Sebastiao Salgado - Inde, 1985.
Critiqué pour sa volonté d'esthétisation de la misère


Sophie Ristelhueber - Série "Every One"
Incapable de rendre compte de la haine durant la guerre en Yougoslavie, elle en témoignera métaphoriquement à travers des photos de cicatrices prises dans un hôpital parisien.



Raymond Depardon - Hôpital psychiatrique de San Clemente (Italie)
Le lâche devenu Photographe du Dedans.


Marc Riboud - 1968
"La jeune fille au fusil", durant une manifestation contre la guerre du Vietnam.



Robert Doisneau, le "passant patient".
Le premier photographe que j'ai admiré, pour sa photographie "Le Baiser de l'hôtel de ville"



Aron - Lili

17 déc. 2009

Explosage de braguette à coup de dinde, S-1

Ma ville s'est recouverte d'un manteau blanc.. C'est si poétique. Ce qui l'est moins, c'est qu'inévitablement ce "joli manteau gnagnagna" me rend les doigts de pieds tout bleus, les mains dénuées de toute sensibilité (mis à part la plaisante et sympathique sensation de froid, entendons nous bien) et un nez d'alcoolique auquel pend la petite goutte de circonstance.
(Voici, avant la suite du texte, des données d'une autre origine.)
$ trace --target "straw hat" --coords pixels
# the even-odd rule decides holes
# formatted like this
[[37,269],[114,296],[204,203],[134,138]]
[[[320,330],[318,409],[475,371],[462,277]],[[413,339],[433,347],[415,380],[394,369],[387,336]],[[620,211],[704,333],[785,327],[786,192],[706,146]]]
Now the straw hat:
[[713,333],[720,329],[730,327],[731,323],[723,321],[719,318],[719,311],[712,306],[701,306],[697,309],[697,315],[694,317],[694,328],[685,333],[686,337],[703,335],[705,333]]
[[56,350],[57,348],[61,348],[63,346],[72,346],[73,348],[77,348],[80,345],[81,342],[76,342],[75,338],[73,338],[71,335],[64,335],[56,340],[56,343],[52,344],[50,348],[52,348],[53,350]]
Que c'est beau, l'Hiver. Et oui, la dinde ronchonne arrête de jouer la rabat-joie. Ah, non ..



Non mais sérieusement, qu'est-ce que c'est que cette manie de suspendre un père Noël à sa fenêtre. Un, ça passerait encore, quoique je doute sincèrement que sa corpulence lui permette de s'éclater à grimper à la corde par -39°. Mais un bonhomme rouge à chaque fenêtre de l'immeuble, non, c'est pas du tout crédible!
Puis y a ceux pour qui Noël, c'est LA grosse occasion d'en jeter plein la vue au voisin. Et par "plein la vue", j'entends "un aveuglement causé par une guirlande bleue de 500W" posée le 15 novembre, qui fait plus passer la maison pour l'entrée d'un club de strip-tease qu'à un lieu où l'on s'apprêter à fêter la venue au monde de l'enfant Jésus.
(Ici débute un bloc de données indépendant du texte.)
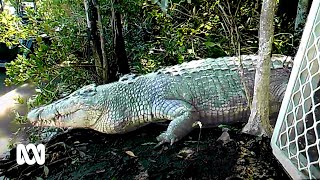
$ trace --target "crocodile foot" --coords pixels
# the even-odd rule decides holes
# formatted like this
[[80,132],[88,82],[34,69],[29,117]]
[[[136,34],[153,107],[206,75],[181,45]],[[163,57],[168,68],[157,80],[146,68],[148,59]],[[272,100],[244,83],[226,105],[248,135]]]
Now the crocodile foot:
[[159,143],[156,145],[156,147],[159,147],[164,143],[170,143],[170,145],[172,145],[173,143],[177,142],[179,138],[172,133],[163,132],[157,137],[157,140]]

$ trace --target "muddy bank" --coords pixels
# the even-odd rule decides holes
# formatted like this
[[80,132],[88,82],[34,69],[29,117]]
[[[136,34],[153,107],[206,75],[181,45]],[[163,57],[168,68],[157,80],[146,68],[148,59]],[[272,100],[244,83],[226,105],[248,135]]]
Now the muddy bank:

Et puis, j'espère que "le miraaacle annoncééé s'accompliiit" de ce fameux chant prédit en fait que tout ce que j'ai dépensé en cadeaux réapparaitra comme par enchantement sur mon compte le 25.
Aaah, la magie de Noël.

Joke. J'aime cette fête. Non mais oh.

8 déc. 2009

Je suis (peut-être pas) un (tel) gland.

Deux heures de travail, 6 pages de vocabulaire de la plus délicate des langues (hum), 3 mandarines et 2 pièces en chocolat plus tard, j'arrive à la constatation que je n'étais pas vraiment gâché ou perdu mon temps.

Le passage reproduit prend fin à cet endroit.